Pathway Analysis – Hands on


The pathway analysis in PathVisio will show you how to interpret transcriptomics data in a biological meaningful context. You will use of the statistical analysed data from the paper “Gene Expression Patterns Induced by HPV-16 L1 Virus-Like Particles in Leukocytes from Vaccine Recipients“ by García-Piňeres and coworkers published in The Journal of Immunology in 2008 (see paper http://www.ncbi.nlm.nih.gov/pmc/articles/PMC2701477/).

The questions in the following assignments are meant to guide you through the practical session. You will receive all the answers at the end of the course. Feel free to ask the instructors if you need help with any steps in the practical.

Make sure you went through the installation instructions (send by email last week) before you start.


Preparation

1. Unzip the human identifier mapping (ID) gene database.
Go to the pathway analysis folder and unzip “Hs_Derby_20130701″.  The Hs_Derby_20130701.bridge” file is needed to identify the genes in the pathway and the dataset.

2. Unzip the human pathway collection of WikiPathways.
Go to the pathway analysis folder and creat a new folder: Human_pathways. Thereafter unzip the “pathways-2015-09-03″ and extract the pathways in the newly created Human_pathways folder.


Assignment 1: Open pathway in PathVisio

  1. Open PathVisio (see installation instructions).
  2. Open the human Statin pathway in PathVisio.
    • Go to File → Open → Browse → Go to the pathway-analysis -> Human_pathways folder
    • Select Hs_Statin_Pathway_WP430_78268.gpml

Question 1A. Small numbers above data nodes, interactions or the info box in the top left of the pathway indicate publication references.
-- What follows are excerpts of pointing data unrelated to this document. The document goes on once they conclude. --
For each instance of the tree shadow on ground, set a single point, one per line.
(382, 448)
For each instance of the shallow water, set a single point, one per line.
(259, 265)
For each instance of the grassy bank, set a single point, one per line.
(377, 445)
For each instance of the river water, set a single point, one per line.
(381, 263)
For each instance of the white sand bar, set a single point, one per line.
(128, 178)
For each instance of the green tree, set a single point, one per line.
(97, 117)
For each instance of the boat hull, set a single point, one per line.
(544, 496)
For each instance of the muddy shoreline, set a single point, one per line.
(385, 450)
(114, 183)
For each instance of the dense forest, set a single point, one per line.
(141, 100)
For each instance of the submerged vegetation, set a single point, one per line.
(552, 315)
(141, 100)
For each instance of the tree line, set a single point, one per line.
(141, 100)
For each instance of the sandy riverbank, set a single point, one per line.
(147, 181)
Double click the info box in the top left (Title, Availability, Last modified, Organism) and go to the “Literature” tab.
What are the title and authors of the paper reference for this pathway?

Question 1B. Click on the DGAT1 gene in the top right.
With which identifier and database is this gene annotated? (Check the “Backpage” tab on the right side).

Load the identifier mapping database
1. Go to Data → Select Gene Database → Browse to Hs_Derby_20130701.bridge in
the pathway-analysis folder.
2. Check the status bar at the bottom to see if the gene database has been loaded.

Question 1C. Select the DGAT1 gene again and go to the “Backpage” tab.
Can you now also find the Ensembl identifier(s) for this gene? (Required for following steps!)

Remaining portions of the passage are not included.